The majority of cases of lymphoma arise out of the blue and we really have no idea what the cause is. And in fact in most cases there probably isn't a specific cause. One of the features of the immune system is that it has to be ready to fight off thousands upon thousands of different types of pathogens that are in the environment. And to achieve this the immune cells have a special system when, when they are developing, there is a series of enzymes in the cell that come along, chop up the DNA controlling the production of antibodies and receptors on T-cells that recognise pathogens. It chops them up, changes them and sticks them back together in a different way to create unique entities, this is how the immune system creates diversity. But actually chopping up DNA, altering it and putting it back together is a recipe for creating cancer, and so one could argue that lymphomas are the cost of mankind being able to cope with infections, and that the real issue is not why do people get lymphoma, but why in fact so few people get lymphomas. 

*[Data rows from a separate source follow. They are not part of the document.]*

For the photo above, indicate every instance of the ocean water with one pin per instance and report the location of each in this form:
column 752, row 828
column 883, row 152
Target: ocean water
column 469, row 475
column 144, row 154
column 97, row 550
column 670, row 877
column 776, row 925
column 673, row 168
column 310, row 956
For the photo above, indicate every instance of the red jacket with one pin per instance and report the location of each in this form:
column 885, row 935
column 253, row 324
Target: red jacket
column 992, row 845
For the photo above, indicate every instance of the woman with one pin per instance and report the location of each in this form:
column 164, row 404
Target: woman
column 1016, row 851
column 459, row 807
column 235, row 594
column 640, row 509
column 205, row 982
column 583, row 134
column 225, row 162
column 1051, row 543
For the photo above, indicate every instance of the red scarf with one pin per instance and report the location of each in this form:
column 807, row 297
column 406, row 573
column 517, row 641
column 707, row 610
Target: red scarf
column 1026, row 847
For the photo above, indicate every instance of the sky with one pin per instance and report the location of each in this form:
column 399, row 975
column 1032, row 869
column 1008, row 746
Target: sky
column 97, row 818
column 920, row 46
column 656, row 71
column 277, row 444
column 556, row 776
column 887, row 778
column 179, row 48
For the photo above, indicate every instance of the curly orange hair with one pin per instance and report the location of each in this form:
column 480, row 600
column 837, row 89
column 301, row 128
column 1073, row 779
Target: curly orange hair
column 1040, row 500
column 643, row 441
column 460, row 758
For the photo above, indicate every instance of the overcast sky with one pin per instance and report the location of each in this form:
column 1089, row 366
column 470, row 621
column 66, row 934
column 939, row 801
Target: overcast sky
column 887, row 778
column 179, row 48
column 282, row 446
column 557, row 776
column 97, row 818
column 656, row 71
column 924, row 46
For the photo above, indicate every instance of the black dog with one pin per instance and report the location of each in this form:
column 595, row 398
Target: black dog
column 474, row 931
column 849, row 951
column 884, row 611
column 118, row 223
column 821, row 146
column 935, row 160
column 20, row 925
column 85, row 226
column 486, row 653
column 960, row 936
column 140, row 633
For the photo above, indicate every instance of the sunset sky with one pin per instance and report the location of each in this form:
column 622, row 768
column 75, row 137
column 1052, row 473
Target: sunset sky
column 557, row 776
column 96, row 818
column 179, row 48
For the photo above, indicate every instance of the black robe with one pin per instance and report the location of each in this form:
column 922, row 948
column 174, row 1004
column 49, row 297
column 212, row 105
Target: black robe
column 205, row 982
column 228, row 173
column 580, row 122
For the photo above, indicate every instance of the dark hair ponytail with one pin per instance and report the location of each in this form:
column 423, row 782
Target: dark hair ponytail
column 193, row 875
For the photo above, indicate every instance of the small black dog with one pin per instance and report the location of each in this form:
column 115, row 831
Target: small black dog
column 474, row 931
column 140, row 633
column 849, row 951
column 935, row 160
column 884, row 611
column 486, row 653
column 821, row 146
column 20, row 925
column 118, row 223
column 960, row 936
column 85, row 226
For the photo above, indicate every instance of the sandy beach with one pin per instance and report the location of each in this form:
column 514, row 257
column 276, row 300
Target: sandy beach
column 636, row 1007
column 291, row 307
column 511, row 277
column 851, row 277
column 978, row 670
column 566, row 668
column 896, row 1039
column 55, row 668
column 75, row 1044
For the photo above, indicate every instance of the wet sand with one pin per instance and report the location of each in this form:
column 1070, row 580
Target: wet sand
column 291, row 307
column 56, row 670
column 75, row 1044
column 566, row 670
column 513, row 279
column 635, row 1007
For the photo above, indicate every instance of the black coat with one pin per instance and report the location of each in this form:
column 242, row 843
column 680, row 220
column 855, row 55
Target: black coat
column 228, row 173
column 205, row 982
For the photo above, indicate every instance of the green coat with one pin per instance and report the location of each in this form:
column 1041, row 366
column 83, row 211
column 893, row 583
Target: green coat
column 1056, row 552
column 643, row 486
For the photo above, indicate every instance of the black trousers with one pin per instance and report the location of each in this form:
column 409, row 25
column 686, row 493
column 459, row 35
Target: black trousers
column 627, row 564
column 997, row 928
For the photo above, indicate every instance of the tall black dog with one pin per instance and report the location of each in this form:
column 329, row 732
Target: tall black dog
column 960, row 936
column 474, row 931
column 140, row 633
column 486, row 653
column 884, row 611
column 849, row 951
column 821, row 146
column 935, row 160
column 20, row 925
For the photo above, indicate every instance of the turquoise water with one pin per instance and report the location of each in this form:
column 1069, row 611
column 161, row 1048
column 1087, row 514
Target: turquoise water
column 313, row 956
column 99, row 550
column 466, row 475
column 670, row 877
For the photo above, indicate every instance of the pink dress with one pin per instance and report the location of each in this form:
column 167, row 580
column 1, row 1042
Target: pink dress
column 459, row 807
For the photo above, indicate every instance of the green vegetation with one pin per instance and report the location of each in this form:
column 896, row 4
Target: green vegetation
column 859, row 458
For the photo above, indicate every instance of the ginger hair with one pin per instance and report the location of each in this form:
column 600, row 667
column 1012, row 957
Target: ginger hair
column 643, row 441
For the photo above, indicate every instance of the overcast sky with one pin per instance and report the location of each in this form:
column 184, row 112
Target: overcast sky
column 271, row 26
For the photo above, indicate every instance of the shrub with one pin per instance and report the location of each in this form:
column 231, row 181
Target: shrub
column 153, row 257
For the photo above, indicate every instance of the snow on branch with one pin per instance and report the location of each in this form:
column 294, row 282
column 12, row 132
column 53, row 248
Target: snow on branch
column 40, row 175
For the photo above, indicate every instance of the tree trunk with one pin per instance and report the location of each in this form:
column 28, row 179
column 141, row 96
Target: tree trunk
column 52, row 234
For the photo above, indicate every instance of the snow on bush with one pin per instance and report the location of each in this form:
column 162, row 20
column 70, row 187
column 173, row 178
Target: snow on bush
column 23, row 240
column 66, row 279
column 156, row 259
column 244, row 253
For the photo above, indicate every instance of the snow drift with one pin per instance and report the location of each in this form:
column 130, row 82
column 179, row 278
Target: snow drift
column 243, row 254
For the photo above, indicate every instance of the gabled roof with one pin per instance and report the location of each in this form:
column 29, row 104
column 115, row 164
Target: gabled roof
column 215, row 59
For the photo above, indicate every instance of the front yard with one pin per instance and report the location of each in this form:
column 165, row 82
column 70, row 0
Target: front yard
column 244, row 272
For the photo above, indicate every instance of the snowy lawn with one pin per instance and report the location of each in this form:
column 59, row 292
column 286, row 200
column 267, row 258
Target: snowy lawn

Now, in any system where the immune system is chronically stimulated, the immune cells will undergo more divisions, and as a consequence of that, they are going to be more prone to random changes that could cause lymphomas. So it's well recognised that some chronic infections can lead to an increased risk of lymphoma. And probably the most notable of those is individuals who have chronic gastritis from a particular organism, heliocobacter, and in those individuals there is a greater incidence of getting a lymphoma affecting the stomach. Likewise in Rheumatoid Arthritis and some allied conditions, particularly Sjorgren's disease, which affects the parotid gland, there is chronic immune stimulation, you tend to get slightly swollen glands, the lymphocytes are turning over more frequently, and this leads to an increased risk of lymphoma. It's not a great increased risk, the vast majority of people with Rheumatoid Arthritis, for instance, will not get lymphoma, but there is a statistically increased risk.